Lascia che la vita ti scaraventi negli inferi, lascia che la superficialità e la cattiveria della gente triturino il tuo cuore, lascia che il dolore ti seppellisca sotto cascate di lacrime, lascia che la tua anima bruci di disperazione, lascia che la vita con te faccia il suo corso travolgendoti come un fiume in piena, ma non dimenticare mai che ogni tua lacrima, ogni pugnalata della vita, ogni delusione, ogni cattiveria, ogni fiamma bruciante, avrà su di te il potere della catarsi, della crescita, della consapevolezza, della saggezza e della forza.

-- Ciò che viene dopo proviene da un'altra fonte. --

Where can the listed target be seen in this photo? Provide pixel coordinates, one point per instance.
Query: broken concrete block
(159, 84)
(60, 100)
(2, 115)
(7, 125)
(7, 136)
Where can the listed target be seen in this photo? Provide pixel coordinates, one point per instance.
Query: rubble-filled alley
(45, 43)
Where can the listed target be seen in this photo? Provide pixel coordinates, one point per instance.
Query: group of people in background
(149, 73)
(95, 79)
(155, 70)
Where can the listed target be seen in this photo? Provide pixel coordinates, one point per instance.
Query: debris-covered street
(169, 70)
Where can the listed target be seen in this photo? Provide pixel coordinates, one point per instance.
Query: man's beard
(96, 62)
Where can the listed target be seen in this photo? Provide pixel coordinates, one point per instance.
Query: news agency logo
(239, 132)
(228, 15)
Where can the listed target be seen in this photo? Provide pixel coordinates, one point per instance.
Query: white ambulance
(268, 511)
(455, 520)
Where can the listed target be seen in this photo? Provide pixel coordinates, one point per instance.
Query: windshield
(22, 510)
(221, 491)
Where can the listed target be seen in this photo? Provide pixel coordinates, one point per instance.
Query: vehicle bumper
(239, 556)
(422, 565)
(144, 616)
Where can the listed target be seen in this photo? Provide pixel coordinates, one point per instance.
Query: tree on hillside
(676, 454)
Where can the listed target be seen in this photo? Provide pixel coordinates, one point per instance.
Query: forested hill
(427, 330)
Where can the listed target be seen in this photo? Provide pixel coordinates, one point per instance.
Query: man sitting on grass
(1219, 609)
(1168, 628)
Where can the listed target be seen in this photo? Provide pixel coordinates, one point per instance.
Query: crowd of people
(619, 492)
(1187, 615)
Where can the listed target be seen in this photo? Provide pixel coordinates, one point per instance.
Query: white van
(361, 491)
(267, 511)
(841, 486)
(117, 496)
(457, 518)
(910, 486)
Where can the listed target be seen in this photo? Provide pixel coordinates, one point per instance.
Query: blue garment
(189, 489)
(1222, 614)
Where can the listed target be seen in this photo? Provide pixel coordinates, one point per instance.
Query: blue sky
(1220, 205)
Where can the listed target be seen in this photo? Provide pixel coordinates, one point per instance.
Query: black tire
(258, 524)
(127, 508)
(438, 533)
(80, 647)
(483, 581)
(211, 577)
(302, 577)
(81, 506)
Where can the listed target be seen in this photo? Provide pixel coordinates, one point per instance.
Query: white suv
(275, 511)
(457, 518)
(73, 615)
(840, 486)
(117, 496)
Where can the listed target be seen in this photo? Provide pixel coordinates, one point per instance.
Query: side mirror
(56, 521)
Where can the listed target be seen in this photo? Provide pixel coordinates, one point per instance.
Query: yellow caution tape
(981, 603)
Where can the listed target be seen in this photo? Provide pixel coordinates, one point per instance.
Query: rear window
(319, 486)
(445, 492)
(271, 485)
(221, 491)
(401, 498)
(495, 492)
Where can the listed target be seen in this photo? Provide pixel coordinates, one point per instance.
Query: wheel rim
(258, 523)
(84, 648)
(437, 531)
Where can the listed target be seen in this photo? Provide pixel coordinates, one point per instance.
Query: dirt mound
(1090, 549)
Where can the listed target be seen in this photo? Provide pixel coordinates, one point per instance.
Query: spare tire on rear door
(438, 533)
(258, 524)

Scendendo all’inferno avrai cosparso il tuo viso, il tuo cuore, la tua anima, di lacrime roventi; scendendo tra le fiamme avrai desiderato la morte e rigettato la vita ed ogni cosa e persona ad essa correlata.
Ma il tuo ritorno sarà un trionfo, sarà l’apoteosi  di te stesso, sarà come un passeggiare tra le stelle, e tutto questo renderà il tuo cuore traboccante di gioia.
Sentirai esplodere dentro la tua anima la gioia infinita ed incontaminata propria di chi ha conosciuto l’inferno della vita. Vedrai ridimensionato tutto il tuo mondo, sentirai lontane le voci vuote di chi non sa ancora in quale direzione andare, osserverai il paesaggio della vita riuscendo a scorgere i fiori anche attraverso le tenebre, diventerai scoglio di salvataggio nelle mareggiate della vita per molti, faro di riferimento per i naviganti in difficoltà, e sarai finalmente conscia del significato delle tua stessa esistenza.
Ma dovrai scendere all’inferno, lasciandoti ardere dalle fiamme, prima di spiccare il volo nel paradiso della serenità.